= The Music and Art of Radiohead =

The Music and Art of Radiohead is a collection of academic essays on the band Radiohead edited by Joseph Tate. It was published in May 2005 by Ashgate Publishing in their Popular and Folk Music Series (ISBN 0-7546-3979-7). It's one of "only a handful of academic studies" devoted to the band's work.

== Content ==
The book contains discussion of Radiohead's music by both established and emerging academics in the context of contemporary cultural studies.

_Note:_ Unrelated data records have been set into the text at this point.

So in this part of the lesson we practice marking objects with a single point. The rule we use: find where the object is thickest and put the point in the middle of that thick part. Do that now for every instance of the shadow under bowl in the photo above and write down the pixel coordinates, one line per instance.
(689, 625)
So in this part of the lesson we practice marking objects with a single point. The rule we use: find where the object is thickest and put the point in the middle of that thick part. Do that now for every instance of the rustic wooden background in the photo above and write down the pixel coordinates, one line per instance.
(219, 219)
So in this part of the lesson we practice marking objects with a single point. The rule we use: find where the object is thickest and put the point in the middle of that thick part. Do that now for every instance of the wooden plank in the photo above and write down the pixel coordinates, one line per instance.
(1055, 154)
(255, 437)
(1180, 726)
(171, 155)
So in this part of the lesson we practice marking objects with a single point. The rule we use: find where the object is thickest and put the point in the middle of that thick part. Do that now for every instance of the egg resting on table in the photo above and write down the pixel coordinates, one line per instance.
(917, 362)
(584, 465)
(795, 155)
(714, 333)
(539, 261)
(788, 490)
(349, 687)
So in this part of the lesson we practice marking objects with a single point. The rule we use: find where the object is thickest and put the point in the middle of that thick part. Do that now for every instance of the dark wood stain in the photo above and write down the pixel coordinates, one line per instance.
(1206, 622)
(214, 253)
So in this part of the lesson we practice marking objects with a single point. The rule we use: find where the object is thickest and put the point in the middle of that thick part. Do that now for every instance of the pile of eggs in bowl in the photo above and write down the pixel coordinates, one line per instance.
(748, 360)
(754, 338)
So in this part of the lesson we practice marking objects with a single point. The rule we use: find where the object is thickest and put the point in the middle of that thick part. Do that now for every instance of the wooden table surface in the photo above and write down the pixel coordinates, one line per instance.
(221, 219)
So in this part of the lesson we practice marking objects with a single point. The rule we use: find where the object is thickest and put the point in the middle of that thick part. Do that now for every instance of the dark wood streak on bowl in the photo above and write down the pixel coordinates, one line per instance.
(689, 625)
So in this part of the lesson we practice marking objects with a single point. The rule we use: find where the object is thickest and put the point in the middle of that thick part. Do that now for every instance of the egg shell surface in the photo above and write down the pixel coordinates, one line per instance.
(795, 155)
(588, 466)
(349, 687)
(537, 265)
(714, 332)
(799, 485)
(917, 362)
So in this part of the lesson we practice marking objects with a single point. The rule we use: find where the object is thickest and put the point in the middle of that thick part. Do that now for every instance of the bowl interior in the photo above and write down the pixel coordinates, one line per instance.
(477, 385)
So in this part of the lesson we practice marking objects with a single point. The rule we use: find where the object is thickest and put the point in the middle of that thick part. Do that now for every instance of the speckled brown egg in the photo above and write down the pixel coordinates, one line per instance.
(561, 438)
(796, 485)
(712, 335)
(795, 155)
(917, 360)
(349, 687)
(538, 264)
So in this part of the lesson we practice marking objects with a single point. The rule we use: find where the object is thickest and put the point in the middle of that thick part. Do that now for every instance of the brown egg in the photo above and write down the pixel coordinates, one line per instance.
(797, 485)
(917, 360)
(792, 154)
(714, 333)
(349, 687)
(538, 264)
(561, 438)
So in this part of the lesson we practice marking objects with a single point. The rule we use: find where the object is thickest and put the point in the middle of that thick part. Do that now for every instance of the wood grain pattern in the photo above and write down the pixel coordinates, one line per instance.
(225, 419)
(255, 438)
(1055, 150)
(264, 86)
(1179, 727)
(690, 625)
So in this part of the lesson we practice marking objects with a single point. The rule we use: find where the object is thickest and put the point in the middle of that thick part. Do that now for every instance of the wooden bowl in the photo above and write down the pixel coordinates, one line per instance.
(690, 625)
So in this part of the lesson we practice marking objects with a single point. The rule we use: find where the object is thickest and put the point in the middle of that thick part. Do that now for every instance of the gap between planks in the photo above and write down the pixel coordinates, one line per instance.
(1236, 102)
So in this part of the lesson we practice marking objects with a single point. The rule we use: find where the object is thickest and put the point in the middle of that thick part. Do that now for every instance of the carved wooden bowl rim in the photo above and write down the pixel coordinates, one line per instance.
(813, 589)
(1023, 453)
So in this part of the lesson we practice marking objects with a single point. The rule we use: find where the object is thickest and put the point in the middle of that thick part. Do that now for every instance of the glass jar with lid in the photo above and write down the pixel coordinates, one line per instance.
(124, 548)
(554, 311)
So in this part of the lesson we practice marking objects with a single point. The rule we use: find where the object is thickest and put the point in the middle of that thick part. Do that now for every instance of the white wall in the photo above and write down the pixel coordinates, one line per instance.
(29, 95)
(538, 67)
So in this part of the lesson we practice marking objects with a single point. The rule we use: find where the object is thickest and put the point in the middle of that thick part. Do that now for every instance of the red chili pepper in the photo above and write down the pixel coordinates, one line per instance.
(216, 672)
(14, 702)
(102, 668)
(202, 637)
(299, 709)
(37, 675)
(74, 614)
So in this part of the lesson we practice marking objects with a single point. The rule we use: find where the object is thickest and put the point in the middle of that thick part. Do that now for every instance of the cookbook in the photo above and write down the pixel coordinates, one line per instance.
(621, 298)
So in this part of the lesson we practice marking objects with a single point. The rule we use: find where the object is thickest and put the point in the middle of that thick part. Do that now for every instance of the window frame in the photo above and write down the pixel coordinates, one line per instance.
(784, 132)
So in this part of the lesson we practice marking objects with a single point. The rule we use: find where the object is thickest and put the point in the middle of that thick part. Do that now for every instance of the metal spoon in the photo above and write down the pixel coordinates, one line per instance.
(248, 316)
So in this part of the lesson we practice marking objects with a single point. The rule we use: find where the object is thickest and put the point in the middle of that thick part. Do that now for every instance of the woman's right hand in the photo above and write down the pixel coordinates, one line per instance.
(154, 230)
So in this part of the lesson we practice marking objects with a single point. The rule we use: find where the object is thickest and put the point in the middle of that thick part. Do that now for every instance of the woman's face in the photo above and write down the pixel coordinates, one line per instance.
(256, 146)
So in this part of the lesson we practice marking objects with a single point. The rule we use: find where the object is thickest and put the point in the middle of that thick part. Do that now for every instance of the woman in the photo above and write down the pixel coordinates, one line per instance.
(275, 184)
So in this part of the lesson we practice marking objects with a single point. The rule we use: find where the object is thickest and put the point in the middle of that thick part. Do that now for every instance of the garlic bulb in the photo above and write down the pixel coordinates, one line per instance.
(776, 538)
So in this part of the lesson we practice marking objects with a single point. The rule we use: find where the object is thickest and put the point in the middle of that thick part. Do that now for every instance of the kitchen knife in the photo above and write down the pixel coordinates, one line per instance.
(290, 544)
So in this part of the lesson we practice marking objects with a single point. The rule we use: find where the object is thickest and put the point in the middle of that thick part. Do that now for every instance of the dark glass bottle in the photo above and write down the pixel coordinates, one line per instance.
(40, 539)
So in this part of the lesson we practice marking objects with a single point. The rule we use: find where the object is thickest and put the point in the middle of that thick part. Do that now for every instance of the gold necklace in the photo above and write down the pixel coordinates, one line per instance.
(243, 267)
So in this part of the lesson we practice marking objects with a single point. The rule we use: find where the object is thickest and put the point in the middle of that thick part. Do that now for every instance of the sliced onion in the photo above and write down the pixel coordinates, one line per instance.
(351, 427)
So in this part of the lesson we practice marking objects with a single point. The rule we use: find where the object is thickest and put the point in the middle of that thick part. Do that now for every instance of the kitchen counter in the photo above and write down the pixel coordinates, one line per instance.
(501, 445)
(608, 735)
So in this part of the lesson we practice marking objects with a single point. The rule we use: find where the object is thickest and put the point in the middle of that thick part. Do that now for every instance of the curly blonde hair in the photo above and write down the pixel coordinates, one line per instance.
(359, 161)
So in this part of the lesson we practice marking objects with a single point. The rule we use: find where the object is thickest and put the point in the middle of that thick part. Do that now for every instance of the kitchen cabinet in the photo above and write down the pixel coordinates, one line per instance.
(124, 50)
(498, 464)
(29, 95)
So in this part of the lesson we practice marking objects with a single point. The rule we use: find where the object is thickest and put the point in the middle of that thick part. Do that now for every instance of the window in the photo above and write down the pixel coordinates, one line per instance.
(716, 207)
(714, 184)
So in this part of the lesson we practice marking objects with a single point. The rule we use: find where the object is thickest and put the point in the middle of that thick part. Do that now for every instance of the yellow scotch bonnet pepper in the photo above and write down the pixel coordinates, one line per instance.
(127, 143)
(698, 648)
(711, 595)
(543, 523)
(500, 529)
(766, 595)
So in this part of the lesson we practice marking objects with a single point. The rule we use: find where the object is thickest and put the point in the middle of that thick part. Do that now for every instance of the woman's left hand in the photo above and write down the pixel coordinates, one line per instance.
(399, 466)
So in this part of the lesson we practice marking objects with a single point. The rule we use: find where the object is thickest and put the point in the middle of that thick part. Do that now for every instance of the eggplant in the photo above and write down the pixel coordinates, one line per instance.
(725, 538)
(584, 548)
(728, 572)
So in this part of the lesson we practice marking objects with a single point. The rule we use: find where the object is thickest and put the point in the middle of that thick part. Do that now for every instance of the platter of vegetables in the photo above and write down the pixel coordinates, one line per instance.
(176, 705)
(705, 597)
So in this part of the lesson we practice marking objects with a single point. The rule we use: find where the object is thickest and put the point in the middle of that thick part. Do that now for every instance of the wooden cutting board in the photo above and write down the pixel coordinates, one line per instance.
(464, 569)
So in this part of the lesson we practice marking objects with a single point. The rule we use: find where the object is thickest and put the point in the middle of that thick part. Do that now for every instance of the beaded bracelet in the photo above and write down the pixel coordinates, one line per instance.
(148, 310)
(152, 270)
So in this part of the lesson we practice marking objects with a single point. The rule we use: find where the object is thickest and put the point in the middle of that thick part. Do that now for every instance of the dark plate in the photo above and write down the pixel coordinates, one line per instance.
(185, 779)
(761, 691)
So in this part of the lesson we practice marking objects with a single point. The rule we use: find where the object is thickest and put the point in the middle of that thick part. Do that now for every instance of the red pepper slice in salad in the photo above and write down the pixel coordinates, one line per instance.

It explores topics such as their position within a global market economy and their musical influences and "radical sonic explorations".

==Table of contents==
- Preface by Kevin J. H. Dettmar, Pomona College
- Introduction: The Music and Art of Radiohead by Joseph Tate, University of Washington
- "Kid Adorno" by Curtis White, Illinois State University
- "'We got Heads on Sticks/You got Ventriloquists': Radiohead and the Improbability of Resistance" by Davis Schneiderman, Lake Forest College
- "The Aura of Authenticity: Perceptions of Honesty, Sincerity and Truth in ‘Creep’ and ‘Kid A'" by Carys Wyn Jones, Cardiff University
- "Radiohead and the Negation of Gender" by Erin Harde, University of Western Ontario
- "To(rt)uring the Minotaur: Radiohead, Pop, Unnatural Couplings and Mainstream Subversion" by Greg Hainge, University of Adelaide
- "Ice Age Coming: The Apocalyptic Sublime in the Paintings of Stanley Donwood" by Lisa Leblanc, Canadian Museum of Civilization
- "Radiohead's Antivideos: Works of Art in the Age of Electronic Reproduction" by Joseph Tate, University of Washington
- "Deforming Rock: Radiohead’s Plunge into the Sonic Continuum" by Mark Hansen, Princeton University
- "Public School Boy Music: Debating Radiohead" by Dai Griffiths, Oxford Brookes University
- "'Sounds Like Teen Spirit': Identifying Radiohead's Idiolect" by Allan Moore and Anwar Ibrahim, University of Surrey
- "My Radiohead Adventure" by Paul Lansky, Princeton University
- "Hail to the Thief: A Rhizomatic Map in Fragments" by Joseph Tate, University of Washington

==Reception==
Popular Music reviewed the work, commenting that although the book had weak notes it was still a "worthwhile venture". The ARSC Journal also wrote a review, noting that Radiohead's members "are averse to any sort of intellectualizing of their music" and that "If, in the end, what Radiohead does is "pure escapism," as drummer Phil Selway deems, then this book deconstructs not only that aesthetic space he claims they create, but also the very means by which the fans who wish to escape are drawn in."